RentHop has a feature that shows when the rent of a certain listing is much cheaper than others with a similar number of bathrooms and bedrooms in the area. Can we use KNearestRegression to determine what the predicted price of a listing would be and take the ratio of the actual price versus the predicted price to make a new feature? Let's see.

First we'll load up the training set and train KNeighborsRegressor on other listing with a similar number of bedrooms, bathrooms, latitude, and longitude.

In [None]:
import pandas as pd
with open("../input/train.json") as train_json:
    raw_train = pd.read_json(train_json.read()).reset_index()
    
from sklearn.neighbors import KNeighborsRegressor
model = KNeighborsRegressor(n_neighbors=300)
price_df = pd.concat([raw_train['bedrooms'],raw_train['bathrooms'],raw_train['latitude'],raw_train['longitude'],raw_train['price']], axis=1)
model.fit(price_df.drop(['price'], axis=1), price_df['price'])

Now, let's look at an example of the n nearest neighbors.

In [None]:
print(model.kneighbors(price_df.drop(['price'], axis=1).loc[2].reshape(1,-1), n_neighbors=300))

In [None]:
print(price_df.drop(['price'], axis=1).loc[2])
print(price_df.drop(['price'], axis=1).loc[311])

The two points are basically two blocks away. It's pretty clear there could be some useful data for us.

In [None]:
pred_price = model.predict(price_df.drop(['price'], axis=1))

price_df['predicted_price'] = pd.DataFrame(pred_price, columns=['predicted_price'])


price_df['pred_price_ratio'] = price_df['price'] / price_df['predicted_price']

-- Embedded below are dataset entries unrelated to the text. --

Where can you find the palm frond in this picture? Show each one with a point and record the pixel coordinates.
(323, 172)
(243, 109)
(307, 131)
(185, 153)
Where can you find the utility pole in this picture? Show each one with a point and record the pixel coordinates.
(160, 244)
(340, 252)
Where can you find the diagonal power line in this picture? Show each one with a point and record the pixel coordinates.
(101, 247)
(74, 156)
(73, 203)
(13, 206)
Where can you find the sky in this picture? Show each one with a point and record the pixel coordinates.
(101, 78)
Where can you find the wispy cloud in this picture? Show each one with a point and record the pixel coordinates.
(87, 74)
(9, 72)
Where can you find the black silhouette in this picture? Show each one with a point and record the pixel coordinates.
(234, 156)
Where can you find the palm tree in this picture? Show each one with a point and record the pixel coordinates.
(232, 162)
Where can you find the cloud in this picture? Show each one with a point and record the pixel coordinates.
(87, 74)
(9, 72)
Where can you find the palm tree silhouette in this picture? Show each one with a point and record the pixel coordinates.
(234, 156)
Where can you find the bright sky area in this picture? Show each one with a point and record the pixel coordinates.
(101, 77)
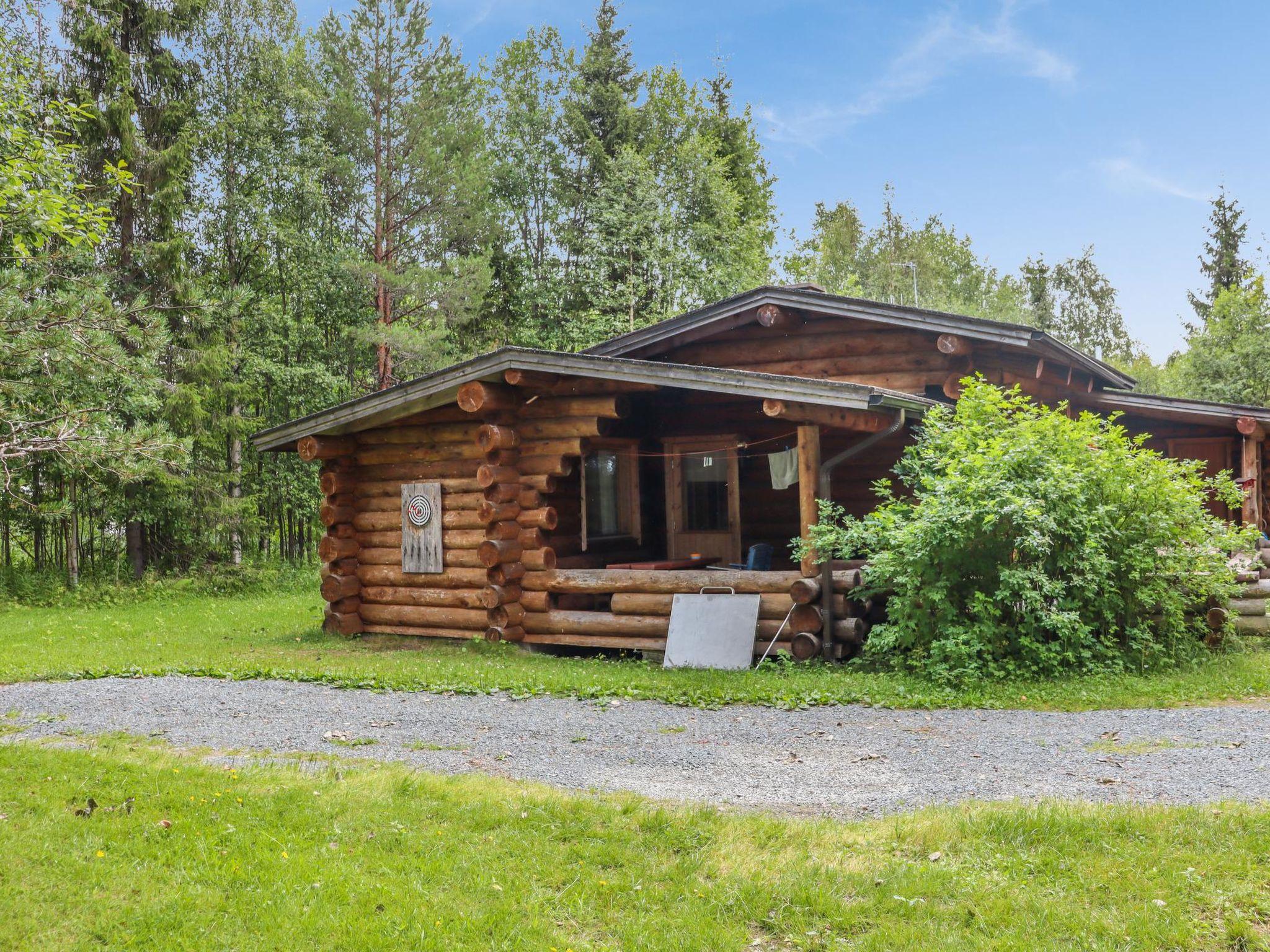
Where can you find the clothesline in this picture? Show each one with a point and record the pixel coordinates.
(724, 452)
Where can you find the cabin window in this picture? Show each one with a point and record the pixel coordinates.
(705, 493)
(611, 490)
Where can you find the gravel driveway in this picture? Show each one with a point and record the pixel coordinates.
(843, 760)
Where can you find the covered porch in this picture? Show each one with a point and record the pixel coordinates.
(673, 489)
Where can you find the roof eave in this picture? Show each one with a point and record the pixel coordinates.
(440, 387)
(840, 306)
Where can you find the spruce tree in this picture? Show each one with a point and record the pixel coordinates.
(123, 61)
(1221, 263)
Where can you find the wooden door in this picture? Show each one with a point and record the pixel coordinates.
(703, 498)
(1214, 452)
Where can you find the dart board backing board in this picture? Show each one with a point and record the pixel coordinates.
(420, 527)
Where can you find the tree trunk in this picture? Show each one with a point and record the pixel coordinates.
(235, 485)
(73, 540)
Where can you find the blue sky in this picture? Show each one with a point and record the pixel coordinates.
(1034, 127)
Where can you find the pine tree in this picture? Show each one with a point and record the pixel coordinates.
(601, 118)
(407, 112)
(123, 61)
(1221, 262)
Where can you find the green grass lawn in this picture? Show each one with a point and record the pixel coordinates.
(345, 855)
(278, 637)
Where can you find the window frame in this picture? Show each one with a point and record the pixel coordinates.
(628, 490)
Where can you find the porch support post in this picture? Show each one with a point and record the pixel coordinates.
(808, 485)
(1253, 471)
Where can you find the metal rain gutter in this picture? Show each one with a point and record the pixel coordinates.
(826, 474)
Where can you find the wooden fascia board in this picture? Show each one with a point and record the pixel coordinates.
(1173, 409)
(739, 310)
(441, 387)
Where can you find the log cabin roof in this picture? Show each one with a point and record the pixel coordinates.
(738, 310)
(1176, 408)
(441, 386)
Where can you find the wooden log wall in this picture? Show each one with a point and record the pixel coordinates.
(338, 549)
(433, 446)
(536, 430)
(636, 610)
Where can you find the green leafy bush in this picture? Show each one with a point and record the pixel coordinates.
(1030, 544)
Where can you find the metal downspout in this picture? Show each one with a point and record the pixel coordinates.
(827, 469)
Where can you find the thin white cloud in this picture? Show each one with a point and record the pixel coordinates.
(1126, 174)
(946, 43)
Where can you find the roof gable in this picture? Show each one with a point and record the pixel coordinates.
(441, 387)
(741, 309)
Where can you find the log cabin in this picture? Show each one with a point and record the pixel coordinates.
(550, 498)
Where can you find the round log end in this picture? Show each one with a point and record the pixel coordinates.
(806, 645)
(804, 592)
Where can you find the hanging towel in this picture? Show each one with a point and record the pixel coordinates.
(784, 467)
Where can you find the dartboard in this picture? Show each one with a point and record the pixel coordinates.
(418, 511)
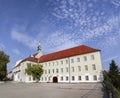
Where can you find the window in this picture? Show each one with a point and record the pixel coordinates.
(72, 60)
(73, 69)
(49, 71)
(53, 70)
(61, 70)
(78, 59)
(79, 68)
(79, 77)
(57, 62)
(73, 78)
(85, 58)
(57, 70)
(94, 77)
(49, 78)
(86, 78)
(61, 62)
(45, 71)
(92, 57)
(45, 78)
(86, 68)
(61, 78)
(66, 69)
(66, 78)
(53, 63)
(33, 78)
(29, 78)
(93, 66)
(66, 61)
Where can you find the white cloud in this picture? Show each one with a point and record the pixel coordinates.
(31, 42)
(116, 2)
(2, 46)
(110, 58)
(16, 51)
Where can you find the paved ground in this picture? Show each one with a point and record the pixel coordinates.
(50, 90)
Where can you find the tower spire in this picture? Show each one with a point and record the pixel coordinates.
(39, 48)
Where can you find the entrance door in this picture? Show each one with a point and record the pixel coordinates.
(55, 80)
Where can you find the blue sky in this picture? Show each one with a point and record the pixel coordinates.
(59, 24)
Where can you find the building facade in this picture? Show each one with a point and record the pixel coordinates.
(73, 65)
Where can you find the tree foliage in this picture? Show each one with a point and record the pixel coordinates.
(36, 70)
(4, 59)
(114, 74)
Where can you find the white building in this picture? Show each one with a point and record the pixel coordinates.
(73, 65)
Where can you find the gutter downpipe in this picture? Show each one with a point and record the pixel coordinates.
(69, 70)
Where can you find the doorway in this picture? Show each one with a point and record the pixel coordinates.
(55, 80)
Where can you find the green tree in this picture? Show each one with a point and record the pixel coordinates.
(114, 74)
(4, 59)
(36, 70)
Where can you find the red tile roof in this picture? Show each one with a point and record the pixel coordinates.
(60, 54)
(67, 53)
(30, 58)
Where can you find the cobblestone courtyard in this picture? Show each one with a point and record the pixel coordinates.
(50, 90)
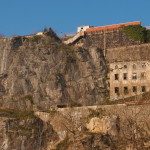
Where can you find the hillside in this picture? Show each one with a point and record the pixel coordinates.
(41, 71)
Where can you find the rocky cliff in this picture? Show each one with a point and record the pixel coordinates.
(41, 71)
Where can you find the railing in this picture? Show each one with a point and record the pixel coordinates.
(76, 37)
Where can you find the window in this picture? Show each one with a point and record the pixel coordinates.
(117, 90)
(143, 75)
(126, 90)
(116, 76)
(134, 89)
(134, 66)
(134, 76)
(143, 88)
(125, 76)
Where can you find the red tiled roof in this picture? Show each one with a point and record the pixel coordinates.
(111, 27)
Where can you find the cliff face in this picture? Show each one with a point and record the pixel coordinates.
(42, 71)
(24, 131)
(111, 39)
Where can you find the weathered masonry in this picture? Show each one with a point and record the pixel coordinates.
(129, 79)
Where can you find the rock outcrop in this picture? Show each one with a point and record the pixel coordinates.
(104, 125)
(41, 71)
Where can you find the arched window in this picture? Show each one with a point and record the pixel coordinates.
(134, 66)
(143, 65)
(116, 67)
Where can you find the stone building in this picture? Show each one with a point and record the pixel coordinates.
(129, 71)
(128, 79)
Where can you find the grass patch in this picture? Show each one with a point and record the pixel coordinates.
(18, 114)
(99, 112)
(63, 145)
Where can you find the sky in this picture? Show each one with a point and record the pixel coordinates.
(24, 17)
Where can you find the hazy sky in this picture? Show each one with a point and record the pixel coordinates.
(22, 17)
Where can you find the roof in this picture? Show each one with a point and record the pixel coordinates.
(112, 27)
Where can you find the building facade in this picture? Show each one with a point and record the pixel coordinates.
(128, 79)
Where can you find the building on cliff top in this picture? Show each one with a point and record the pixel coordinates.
(87, 30)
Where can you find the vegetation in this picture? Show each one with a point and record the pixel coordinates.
(75, 104)
(63, 145)
(21, 115)
(137, 33)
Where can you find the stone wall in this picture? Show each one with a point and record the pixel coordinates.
(114, 38)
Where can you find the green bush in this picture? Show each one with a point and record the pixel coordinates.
(63, 145)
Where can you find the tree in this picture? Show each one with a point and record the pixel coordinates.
(1, 35)
(135, 32)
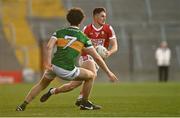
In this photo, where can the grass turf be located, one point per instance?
(120, 99)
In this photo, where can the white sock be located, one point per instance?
(52, 91)
(80, 96)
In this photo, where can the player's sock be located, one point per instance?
(22, 107)
(88, 105)
(80, 96)
(79, 100)
(46, 95)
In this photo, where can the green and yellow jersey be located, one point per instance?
(70, 42)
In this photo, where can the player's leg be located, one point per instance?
(78, 77)
(62, 89)
(36, 89)
(90, 65)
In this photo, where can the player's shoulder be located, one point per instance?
(107, 26)
(87, 27)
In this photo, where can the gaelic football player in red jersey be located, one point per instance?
(100, 33)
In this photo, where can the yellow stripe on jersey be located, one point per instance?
(77, 45)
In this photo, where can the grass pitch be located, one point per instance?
(120, 99)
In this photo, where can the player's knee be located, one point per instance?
(92, 75)
(73, 86)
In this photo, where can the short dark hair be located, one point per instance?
(75, 16)
(98, 10)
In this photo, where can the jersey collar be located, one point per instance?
(74, 27)
(97, 29)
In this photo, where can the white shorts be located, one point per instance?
(86, 58)
(62, 73)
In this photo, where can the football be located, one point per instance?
(101, 50)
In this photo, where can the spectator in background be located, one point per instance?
(163, 56)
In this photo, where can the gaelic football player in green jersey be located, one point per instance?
(70, 43)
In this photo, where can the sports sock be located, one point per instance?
(80, 96)
(53, 91)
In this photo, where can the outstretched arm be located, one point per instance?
(101, 63)
(114, 47)
(50, 47)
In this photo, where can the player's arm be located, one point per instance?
(50, 46)
(114, 47)
(113, 42)
(91, 51)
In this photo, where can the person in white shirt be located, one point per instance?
(163, 56)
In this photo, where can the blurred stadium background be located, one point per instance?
(140, 25)
(26, 26)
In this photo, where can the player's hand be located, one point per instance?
(112, 77)
(48, 66)
(108, 53)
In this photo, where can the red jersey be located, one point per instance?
(100, 36)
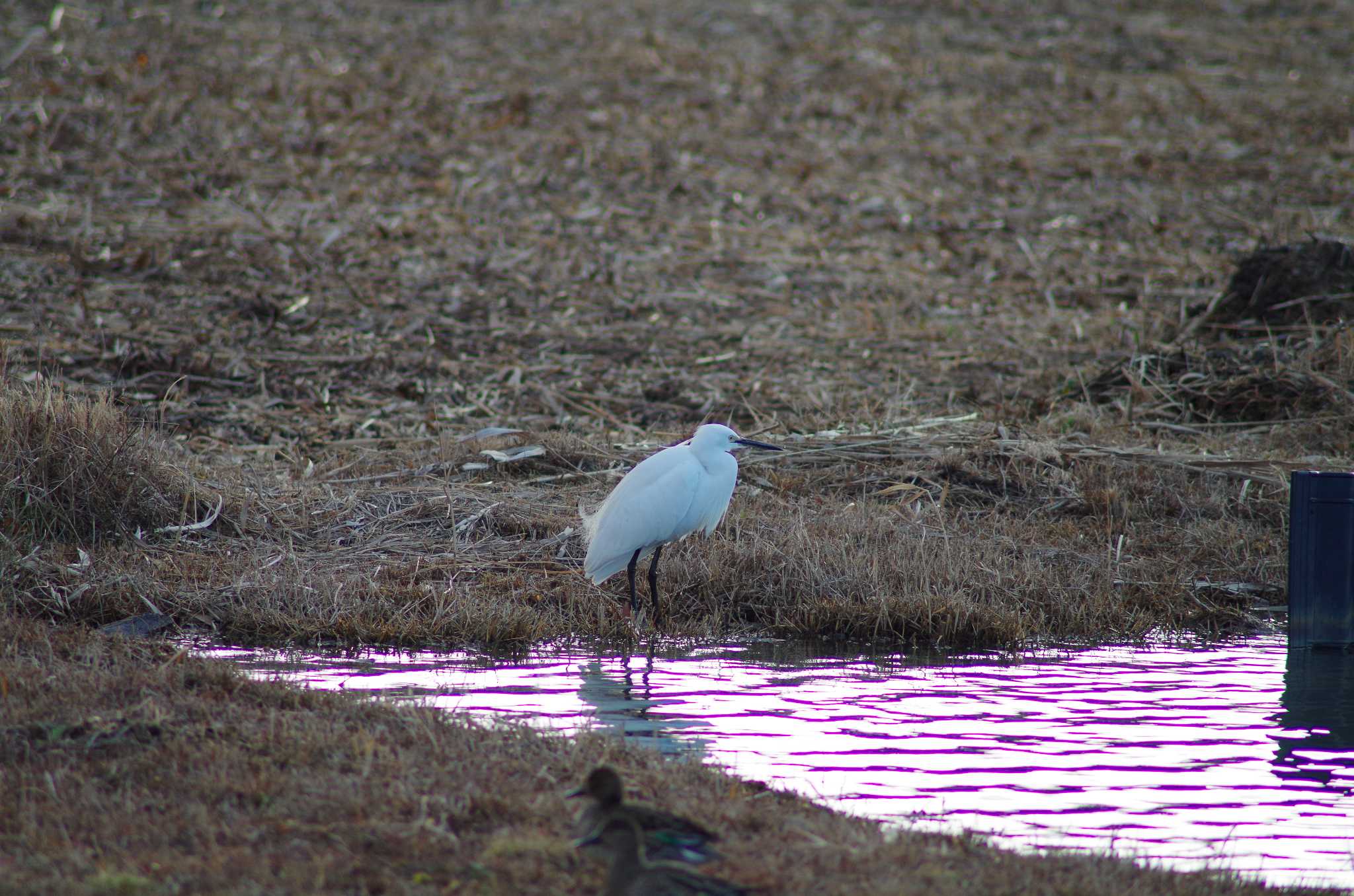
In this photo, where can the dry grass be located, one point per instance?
(940, 535)
(323, 244)
(76, 470)
(136, 769)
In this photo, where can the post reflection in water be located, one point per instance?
(1230, 755)
(1318, 718)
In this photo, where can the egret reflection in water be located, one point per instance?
(1223, 755)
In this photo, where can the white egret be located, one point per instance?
(666, 497)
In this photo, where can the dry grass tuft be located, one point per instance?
(77, 470)
(1239, 382)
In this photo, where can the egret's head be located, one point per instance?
(719, 437)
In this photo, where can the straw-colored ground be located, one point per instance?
(966, 262)
(134, 770)
(267, 270)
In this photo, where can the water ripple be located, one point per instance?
(1235, 755)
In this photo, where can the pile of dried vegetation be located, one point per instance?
(407, 285)
(76, 470)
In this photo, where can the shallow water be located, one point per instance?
(1230, 755)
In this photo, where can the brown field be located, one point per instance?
(1045, 301)
(974, 267)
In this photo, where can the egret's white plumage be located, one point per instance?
(666, 497)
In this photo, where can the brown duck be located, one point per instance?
(633, 874)
(668, 838)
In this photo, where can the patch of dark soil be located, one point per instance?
(1310, 281)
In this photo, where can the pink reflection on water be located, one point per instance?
(1185, 757)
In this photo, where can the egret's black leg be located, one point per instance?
(653, 579)
(630, 572)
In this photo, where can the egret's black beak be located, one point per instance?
(757, 444)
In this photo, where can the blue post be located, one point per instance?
(1320, 559)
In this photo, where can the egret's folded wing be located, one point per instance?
(643, 512)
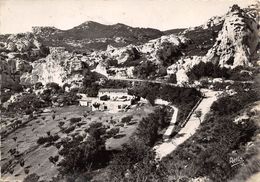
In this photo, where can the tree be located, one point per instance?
(198, 114)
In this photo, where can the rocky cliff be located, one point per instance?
(229, 41)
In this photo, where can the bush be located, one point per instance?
(126, 119)
(48, 139)
(75, 120)
(79, 156)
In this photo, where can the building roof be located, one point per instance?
(113, 90)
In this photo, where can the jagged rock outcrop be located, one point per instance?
(23, 42)
(12, 69)
(122, 55)
(59, 66)
(237, 40)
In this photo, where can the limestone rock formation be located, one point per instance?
(59, 66)
(237, 40)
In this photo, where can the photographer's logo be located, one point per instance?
(236, 161)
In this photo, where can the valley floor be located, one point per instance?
(190, 128)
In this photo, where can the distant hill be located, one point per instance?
(93, 35)
(174, 31)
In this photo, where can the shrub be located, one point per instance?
(126, 119)
(75, 120)
(47, 139)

price_df['interest_level'] = raw_train['interest_level']

In [None]:
import matplotlib.pyplot as plt
import seaborn as sns
new_price_df = price_df[price_df['pred_price_ratio'] < 4]
%matplotlib inline
plt.figure(figsize=(10,20))
sns.boxplot(x='interest_level', y='pred_price_ratio', data=new_price_df)
plt.title("Interest Level and Price / Predicted Price Ratio", fontsize=32)
plt.show()

Generally, listings with a lower price to predicted price ratio have a higher interest.

Let me know if this was helpful to you, it should be pretty simple to implement at the feature extraction step.

Thanks to all of the awesome notebooks people have posted on here, I've learned a lot!